Jason Mendler, MD, and William Blum, MD
King Pyrrhus of Epirus’ army suffered irreplaceable casualties in defeating the Romans at Heraclea in 280 B.C. and Asculum in 279 B.C. during the Pyrrhic War. Although victory was won, it came at a devastating cost and implied that another such victory would ultimately cause defeat. Unfortunately, this type of “Pyrrhic victory” is not uncommon in allogeneic transplant patients in whom the joy of a cure is often tempered by the devastating costs of transplant-related complications. Improving pre-transplant prediction of complications and post-transplant ability to recognize and treat them is sure to improve outcomes for our patients.
In yesterday’s Education Session on “Issues of Toxicity in Allogeneic Bone Marrow Transplantation,” which will also occur today at 9:30 a.m. in Room 224 of the Orange County Convention Center, Dr. Mohamed Sorror of the Fred Hutchinson Cancer Research Center discussed the general lack of standardization in how transplant physicians use pre-transplant comorbidities to predict risk of toxicity following allogeneic stem cell transplantation (allo-SCT). He showed compelling evidence that the use of a hematopoietic cell transplantation comorbidity index (HCT-CI), which summates objective organ co-morbidities into a single risk factor, is a more standard and effective way to predict transplant-related toxicity. He gave examples of how this index might be used, including the consideration of reduced-intensity conditioning regimens in patients with higher scores and myeloablative conditioning regimens in older patients with lower scores. His talk raised several important questions among attendees, including how best to mitigate co-morbidities pre-transplant, whether mitigation affects outcome, and whether allo-SCT should even be offered to patients with HCT-CIs above a certain score.
Dr. Mohamad Mohty of the CHU de Nantes in France noted that although a higher percentage of allo-SCT recipients are surviving the early transplant period, they experience a high incidence of long-term medical complications and increased risk of mortality. He addressed several of these complications, including endocrin disorders, secondary malignancies, and chronic graft-versus-host disease. He emphasized the need for awareness of these issues and appropriate management strategies requiring a close partnership between transplant centers, organ-specific specialities, and local primary-care providers.

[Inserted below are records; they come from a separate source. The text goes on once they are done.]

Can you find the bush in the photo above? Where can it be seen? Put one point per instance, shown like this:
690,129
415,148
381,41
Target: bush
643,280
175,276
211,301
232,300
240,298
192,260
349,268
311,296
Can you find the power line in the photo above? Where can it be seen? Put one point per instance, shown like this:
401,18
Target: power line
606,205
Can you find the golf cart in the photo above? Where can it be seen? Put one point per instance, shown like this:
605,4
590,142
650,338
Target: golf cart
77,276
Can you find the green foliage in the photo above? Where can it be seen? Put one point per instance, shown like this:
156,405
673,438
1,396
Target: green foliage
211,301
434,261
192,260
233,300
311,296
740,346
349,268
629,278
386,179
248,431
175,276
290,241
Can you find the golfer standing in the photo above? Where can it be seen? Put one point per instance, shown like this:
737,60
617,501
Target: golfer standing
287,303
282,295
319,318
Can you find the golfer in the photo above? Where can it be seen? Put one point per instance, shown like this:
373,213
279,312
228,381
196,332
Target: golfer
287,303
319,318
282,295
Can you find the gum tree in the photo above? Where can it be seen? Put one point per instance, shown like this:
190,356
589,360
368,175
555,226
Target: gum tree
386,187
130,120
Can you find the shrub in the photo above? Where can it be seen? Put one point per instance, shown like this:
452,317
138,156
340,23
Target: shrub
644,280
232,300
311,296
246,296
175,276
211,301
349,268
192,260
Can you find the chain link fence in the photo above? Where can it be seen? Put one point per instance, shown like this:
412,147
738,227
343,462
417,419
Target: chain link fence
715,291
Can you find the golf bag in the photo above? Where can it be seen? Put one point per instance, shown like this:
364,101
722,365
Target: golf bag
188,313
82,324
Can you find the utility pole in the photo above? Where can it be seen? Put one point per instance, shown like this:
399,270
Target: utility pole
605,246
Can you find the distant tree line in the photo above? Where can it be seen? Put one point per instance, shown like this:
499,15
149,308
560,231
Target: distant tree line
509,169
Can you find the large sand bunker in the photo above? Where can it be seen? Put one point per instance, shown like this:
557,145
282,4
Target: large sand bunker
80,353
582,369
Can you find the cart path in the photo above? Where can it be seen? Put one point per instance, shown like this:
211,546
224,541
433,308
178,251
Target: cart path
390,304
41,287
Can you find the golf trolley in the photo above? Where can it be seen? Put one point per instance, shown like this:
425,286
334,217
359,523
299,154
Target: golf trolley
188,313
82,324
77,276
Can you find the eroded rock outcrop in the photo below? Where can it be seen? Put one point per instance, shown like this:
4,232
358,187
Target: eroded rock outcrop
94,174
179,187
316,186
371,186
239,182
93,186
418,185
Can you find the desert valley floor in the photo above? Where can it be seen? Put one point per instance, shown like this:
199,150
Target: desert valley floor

Emphasizing the importance of quality of life after allo-SCT, Dr. Margaret Bevans of NIH concluded the session by bringing to light the multiple dimensions affecting health-related quality of life (HRQOL) in allo-SCT patients. She discussed not only how physical symptoms affect patient HRQOL, but also how psychosocial, emotional, and caregiver distress impact this variable. She suggested that the true impact of these multiple dimensions on QOL is often under-recognized and that more widespread and systematic assessment of patient-reported outcomes would facilitate recognition. Her group is working on developing formal guidelines to assist transplant centers in making these assessments.
As evidenced by today’s session, cure is no longer enough in allo-SCT. We must also ensure that life is worth living after the cure. What could be better than replacing Pyrrhic victories with overwhelming ones?
Drs. Mendler and Blum indicated no relevant conflicts of interest.